3.3 Gargalos e possibilidades históricos que têm determinado a produtividade e a

3.3.1 Fatores políticos, técnicos e estratégicos: gargalos históricos da cadeia produtiva da

O descontrole da Sudhevea na década de 1980 e o respectivo descontrole da importação desequilibrou a formação do preço interno da borracha natural brasileira em relação ao preço internacional subsidiado. Isso favoreceu as indústrias de pneumáticos instaladas no país, os elos mais fortes da cadeia, que passaram a importar sem nenhuma restrição a borracha que precisavam para suprir suas demandas na fabricação de pneu.
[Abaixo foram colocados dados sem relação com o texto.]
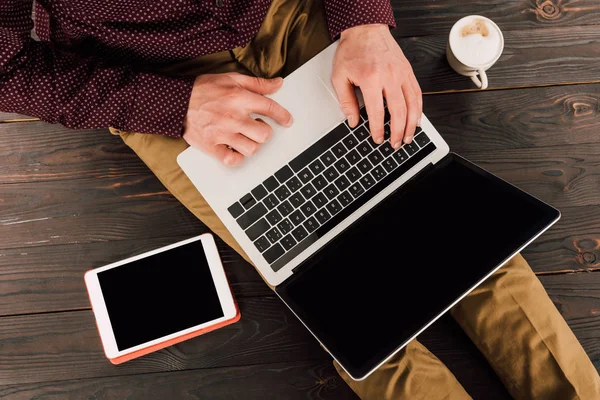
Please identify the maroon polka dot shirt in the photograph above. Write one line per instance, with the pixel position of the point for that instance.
(92, 65)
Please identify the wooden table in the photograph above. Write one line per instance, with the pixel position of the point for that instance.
(74, 200)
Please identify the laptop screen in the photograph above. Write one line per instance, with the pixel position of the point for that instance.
(381, 281)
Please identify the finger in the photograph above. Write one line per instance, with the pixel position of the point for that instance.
(254, 129)
(345, 91)
(373, 97)
(262, 105)
(413, 114)
(227, 155)
(240, 143)
(397, 108)
(258, 85)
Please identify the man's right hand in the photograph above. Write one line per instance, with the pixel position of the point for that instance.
(218, 120)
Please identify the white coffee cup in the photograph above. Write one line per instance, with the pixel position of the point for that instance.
(475, 43)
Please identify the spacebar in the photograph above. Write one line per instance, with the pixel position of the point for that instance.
(355, 205)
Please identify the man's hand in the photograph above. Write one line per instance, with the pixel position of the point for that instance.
(369, 57)
(218, 120)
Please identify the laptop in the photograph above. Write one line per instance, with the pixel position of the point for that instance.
(366, 245)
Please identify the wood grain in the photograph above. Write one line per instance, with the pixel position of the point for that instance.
(294, 380)
(534, 57)
(62, 346)
(416, 18)
(50, 278)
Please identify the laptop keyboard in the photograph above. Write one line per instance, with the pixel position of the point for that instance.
(323, 185)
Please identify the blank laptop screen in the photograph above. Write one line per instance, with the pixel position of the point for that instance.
(382, 280)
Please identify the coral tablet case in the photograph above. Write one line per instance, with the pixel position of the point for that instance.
(170, 342)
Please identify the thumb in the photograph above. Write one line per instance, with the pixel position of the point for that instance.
(258, 85)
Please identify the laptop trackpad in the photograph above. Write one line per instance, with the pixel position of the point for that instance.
(386, 277)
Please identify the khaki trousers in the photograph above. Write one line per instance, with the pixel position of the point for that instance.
(509, 317)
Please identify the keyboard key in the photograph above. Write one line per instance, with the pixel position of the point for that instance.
(285, 226)
(319, 182)
(353, 174)
(274, 235)
(271, 201)
(389, 164)
(378, 172)
(331, 173)
(342, 183)
(342, 165)
(256, 230)
(252, 215)
(273, 253)
(311, 224)
(284, 174)
(316, 167)
(308, 191)
(248, 201)
(294, 184)
(345, 198)
(375, 157)
(334, 207)
(236, 210)
(365, 166)
(386, 149)
(331, 191)
(282, 193)
(422, 139)
(367, 181)
(328, 158)
(299, 233)
(308, 208)
(288, 242)
(305, 175)
(274, 217)
(361, 133)
(322, 216)
(356, 190)
(411, 148)
(320, 200)
(271, 183)
(364, 148)
(297, 199)
(350, 141)
(353, 157)
(297, 217)
(323, 144)
(400, 156)
(285, 208)
(262, 244)
(339, 150)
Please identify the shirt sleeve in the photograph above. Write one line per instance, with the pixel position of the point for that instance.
(344, 14)
(40, 80)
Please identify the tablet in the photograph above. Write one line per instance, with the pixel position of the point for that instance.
(159, 298)
(410, 259)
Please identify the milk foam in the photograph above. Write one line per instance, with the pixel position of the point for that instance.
(474, 49)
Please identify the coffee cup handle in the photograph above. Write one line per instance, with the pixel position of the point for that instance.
(480, 84)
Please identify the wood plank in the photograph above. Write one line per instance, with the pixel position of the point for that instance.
(488, 121)
(62, 346)
(50, 278)
(415, 17)
(534, 57)
(290, 381)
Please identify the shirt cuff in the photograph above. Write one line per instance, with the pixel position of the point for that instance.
(160, 105)
(344, 14)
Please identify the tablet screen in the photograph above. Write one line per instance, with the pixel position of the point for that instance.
(386, 277)
(160, 295)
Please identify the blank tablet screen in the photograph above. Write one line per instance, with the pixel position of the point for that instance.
(382, 280)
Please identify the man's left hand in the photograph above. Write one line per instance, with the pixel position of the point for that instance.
(369, 57)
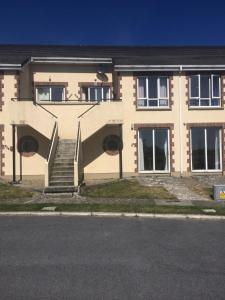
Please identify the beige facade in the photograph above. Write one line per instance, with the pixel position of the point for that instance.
(19, 106)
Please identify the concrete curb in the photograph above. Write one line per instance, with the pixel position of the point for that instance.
(109, 214)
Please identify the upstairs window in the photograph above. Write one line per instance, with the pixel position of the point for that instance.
(50, 93)
(204, 90)
(96, 93)
(153, 91)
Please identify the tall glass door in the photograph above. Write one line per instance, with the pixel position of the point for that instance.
(206, 149)
(153, 150)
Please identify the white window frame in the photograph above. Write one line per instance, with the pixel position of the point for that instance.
(50, 93)
(153, 147)
(102, 93)
(210, 92)
(206, 170)
(147, 98)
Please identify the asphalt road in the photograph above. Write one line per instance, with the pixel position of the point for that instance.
(111, 258)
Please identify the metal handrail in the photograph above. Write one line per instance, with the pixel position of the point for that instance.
(52, 140)
(77, 142)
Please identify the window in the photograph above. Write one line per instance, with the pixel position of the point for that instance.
(154, 150)
(153, 91)
(27, 146)
(206, 149)
(204, 90)
(50, 93)
(96, 93)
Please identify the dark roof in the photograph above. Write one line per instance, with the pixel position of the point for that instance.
(198, 55)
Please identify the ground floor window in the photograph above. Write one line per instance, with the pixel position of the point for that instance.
(154, 150)
(206, 149)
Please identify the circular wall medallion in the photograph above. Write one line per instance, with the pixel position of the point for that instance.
(27, 146)
(112, 144)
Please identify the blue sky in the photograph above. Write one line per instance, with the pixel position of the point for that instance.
(141, 22)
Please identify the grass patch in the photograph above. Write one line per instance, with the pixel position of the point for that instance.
(126, 189)
(100, 207)
(8, 191)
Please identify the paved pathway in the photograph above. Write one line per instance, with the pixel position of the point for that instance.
(179, 187)
(111, 258)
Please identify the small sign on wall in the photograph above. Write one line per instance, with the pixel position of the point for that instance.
(219, 192)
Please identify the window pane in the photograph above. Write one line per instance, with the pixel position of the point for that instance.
(198, 148)
(145, 150)
(92, 94)
(43, 93)
(194, 86)
(215, 102)
(213, 148)
(106, 93)
(57, 93)
(161, 150)
(142, 102)
(142, 87)
(204, 102)
(216, 86)
(163, 102)
(194, 102)
(163, 87)
(204, 82)
(98, 94)
(153, 103)
(152, 87)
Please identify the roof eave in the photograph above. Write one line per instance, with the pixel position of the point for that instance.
(7, 67)
(71, 60)
(129, 68)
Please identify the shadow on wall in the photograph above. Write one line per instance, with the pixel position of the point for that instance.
(93, 146)
(43, 142)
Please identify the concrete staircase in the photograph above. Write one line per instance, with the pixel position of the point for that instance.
(62, 172)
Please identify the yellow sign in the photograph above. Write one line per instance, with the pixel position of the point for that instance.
(222, 194)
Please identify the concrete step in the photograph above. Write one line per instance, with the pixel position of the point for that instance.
(62, 169)
(61, 177)
(60, 189)
(62, 172)
(61, 183)
(61, 164)
(64, 156)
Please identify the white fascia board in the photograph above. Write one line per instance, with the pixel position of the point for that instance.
(10, 66)
(127, 68)
(71, 60)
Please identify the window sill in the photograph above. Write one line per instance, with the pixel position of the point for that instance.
(67, 102)
(205, 108)
(153, 108)
(199, 172)
(154, 172)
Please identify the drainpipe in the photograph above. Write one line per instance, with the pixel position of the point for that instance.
(14, 152)
(180, 122)
(120, 152)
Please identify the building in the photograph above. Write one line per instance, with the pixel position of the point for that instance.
(93, 112)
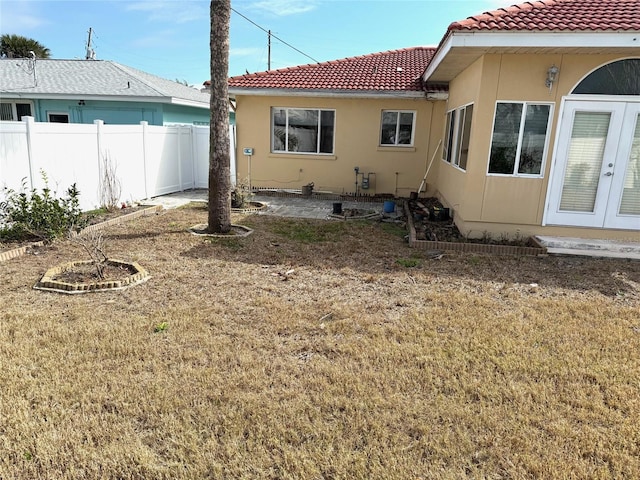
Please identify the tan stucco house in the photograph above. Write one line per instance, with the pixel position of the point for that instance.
(526, 118)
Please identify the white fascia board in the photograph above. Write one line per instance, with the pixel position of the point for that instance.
(282, 92)
(190, 103)
(532, 39)
(104, 98)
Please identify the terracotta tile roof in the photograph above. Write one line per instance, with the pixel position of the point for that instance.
(392, 71)
(558, 15)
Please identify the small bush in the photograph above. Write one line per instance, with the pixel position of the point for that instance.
(40, 215)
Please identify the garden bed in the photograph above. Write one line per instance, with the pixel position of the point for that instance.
(431, 228)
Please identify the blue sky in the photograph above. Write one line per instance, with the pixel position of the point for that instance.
(170, 38)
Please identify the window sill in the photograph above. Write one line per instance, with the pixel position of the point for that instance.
(510, 175)
(396, 148)
(302, 156)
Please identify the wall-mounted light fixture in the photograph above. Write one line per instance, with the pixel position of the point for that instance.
(552, 75)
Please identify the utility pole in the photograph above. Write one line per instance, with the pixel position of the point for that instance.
(269, 50)
(90, 55)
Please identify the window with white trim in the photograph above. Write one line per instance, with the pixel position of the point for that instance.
(519, 138)
(457, 136)
(397, 127)
(14, 111)
(302, 130)
(58, 117)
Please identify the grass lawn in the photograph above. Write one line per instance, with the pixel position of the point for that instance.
(319, 350)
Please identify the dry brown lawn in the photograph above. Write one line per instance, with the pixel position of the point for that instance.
(369, 361)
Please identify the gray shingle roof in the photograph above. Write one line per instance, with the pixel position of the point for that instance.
(70, 78)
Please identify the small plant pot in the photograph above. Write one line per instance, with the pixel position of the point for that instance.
(307, 190)
(389, 206)
(439, 214)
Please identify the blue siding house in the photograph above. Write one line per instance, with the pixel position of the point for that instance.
(81, 91)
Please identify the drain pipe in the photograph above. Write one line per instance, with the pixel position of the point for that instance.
(357, 171)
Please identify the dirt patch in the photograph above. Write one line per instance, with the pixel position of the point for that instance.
(432, 222)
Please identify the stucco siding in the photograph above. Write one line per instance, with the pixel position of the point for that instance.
(357, 132)
(502, 203)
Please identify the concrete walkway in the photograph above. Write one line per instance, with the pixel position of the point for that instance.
(304, 207)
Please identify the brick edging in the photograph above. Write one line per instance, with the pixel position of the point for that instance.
(467, 247)
(19, 251)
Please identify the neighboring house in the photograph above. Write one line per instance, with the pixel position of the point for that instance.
(81, 91)
(531, 111)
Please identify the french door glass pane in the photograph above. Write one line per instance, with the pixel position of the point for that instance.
(6, 111)
(584, 161)
(630, 204)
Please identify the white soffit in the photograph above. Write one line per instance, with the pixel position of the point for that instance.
(461, 49)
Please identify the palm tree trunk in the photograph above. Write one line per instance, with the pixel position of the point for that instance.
(219, 155)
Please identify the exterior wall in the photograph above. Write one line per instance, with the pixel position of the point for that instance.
(112, 113)
(357, 132)
(121, 113)
(185, 115)
(503, 204)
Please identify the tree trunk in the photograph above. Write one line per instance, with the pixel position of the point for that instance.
(219, 155)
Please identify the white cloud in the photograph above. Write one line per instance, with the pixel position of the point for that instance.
(285, 8)
(171, 11)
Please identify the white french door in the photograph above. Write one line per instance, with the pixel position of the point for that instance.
(596, 176)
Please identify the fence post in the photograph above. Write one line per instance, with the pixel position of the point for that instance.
(98, 124)
(194, 151)
(180, 158)
(30, 121)
(144, 157)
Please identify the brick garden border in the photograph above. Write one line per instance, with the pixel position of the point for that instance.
(468, 247)
(48, 284)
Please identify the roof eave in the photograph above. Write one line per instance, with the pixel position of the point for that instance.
(299, 92)
(103, 98)
(474, 44)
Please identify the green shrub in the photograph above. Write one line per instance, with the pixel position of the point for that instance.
(40, 215)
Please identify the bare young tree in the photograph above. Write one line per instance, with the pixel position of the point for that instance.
(219, 219)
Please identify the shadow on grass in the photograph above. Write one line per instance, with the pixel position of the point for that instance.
(374, 248)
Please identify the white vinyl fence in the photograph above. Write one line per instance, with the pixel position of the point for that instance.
(148, 160)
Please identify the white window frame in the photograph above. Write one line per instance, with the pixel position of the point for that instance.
(396, 136)
(14, 109)
(292, 152)
(454, 135)
(58, 113)
(545, 150)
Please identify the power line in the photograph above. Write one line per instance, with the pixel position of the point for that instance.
(272, 35)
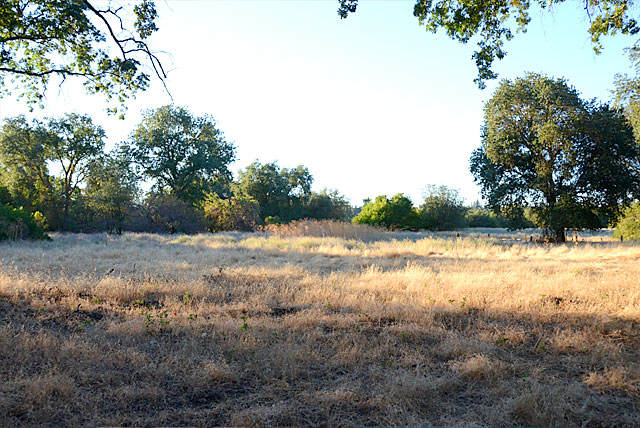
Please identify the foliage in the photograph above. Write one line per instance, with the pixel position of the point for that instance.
(77, 38)
(628, 226)
(627, 91)
(26, 149)
(480, 217)
(25, 176)
(168, 214)
(394, 213)
(328, 204)
(442, 209)
(280, 192)
(111, 190)
(493, 23)
(571, 161)
(235, 213)
(186, 155)
(17, 224)
(75, 143)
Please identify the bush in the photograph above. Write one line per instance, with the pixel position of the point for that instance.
(17, 224)
(167, 214)
(442, 209)
(235, 213)
(481, 218)
(326, 205)
(628, 227)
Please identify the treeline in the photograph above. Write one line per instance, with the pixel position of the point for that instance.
(55, 175)
(442, 209)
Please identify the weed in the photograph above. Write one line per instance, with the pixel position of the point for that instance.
(244, 325)
(186, 298)
(502, 340)
(542, 346)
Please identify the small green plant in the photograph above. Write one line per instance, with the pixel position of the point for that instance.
(154, 321)
(186, 297)
(542, 346)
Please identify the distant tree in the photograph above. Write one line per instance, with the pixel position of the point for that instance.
(112, 189)
(185, 155)
(328, 204)
(102, 43)
(281, 193)
(24, 153)
(17, 224)
(627, 91)
(480, 217)
(163, 213)
(235, 213)
(492, 23)
(75, 144)
(394, 213)
(628, 226)
(442, 209)
(542, 146)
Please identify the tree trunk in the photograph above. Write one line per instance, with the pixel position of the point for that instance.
(65, 222)
(559, 235)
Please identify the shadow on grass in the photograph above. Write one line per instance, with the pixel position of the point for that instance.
(311, 366)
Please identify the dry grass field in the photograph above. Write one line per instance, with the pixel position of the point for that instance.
(288, 330)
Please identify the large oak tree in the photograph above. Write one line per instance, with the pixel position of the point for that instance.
(570, 160)
(186, 155)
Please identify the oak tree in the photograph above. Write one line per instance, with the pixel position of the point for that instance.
(570, 160)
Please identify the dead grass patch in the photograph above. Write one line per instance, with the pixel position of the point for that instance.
(259, 329)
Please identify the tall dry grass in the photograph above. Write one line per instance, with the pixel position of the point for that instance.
(253, 329)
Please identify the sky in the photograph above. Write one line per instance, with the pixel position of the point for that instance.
(372, 104)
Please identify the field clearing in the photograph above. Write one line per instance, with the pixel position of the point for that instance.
(247, 329)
Bernardes (2014) expõe os sucessivos erros históricos cometidos pelos agentes da cadeia produtiva da borracha natural no Brasil, destacando a participação de Cássio Fonseca, primeiro superintendente da Sudhevea como o brasileiro que mais atuou em favor da borracha no Brasil entre 1937e 1971, o qual escreveu a “Comédia de erros”, uma série de 3 artigos sobre os desacertos da política, quando esta ainda existia. O próprio Bernardes, por meio do artigo IV, publicado em 1999, chamava atenção para a continuação desses desacertos, desde a extinção das únicas políticas de apoio à cadeia produtiva da borracha natural brasileira. Segundo Bernardes (2014), a Sudhevea, implementada por lei e que era um organismo de governo que tinha autonomia orçamentária e poder para agir, controlando importação e preço, taxando importação, para equilibrar a diferença entre o preço interno desejado e o preço internacional subsidiado, baseado em levantamento anual de custo de produção, financiando a produção de forma compatível com o setor, financiando a geração de pesquisa, financiando e executando assistência técnica, financiando e produzindo mudas, financiando e capacitando pessoal qualificado, de técnicos a pós-graduados, foi extinta porque era contra o interesse de grandes forças políticas, que não aceitavam que o orçamento da instituição fosse controlado por técnicos. Essas forças políticas tiveram como principais agentes desencadeadores da extinção da Sudhevea: 1) indústrias de pneumáticos, que queriam a permanência dos preços baixos da borracha natural para manter os preços e os lucros de seus produtos; 2) usinas, que, assim como as indústrias de pneumáticos, pretendiam manter seus ganhos a custa do setor produtivo de borracha natural; 3) setor produtivo de São Paulo, que imaginava que iria dominar o setor e lucrar à custa do restante do Brasil; 4) consultores, vendedores de produtos e lendas, que iriam vender o que antes o governo fornecia.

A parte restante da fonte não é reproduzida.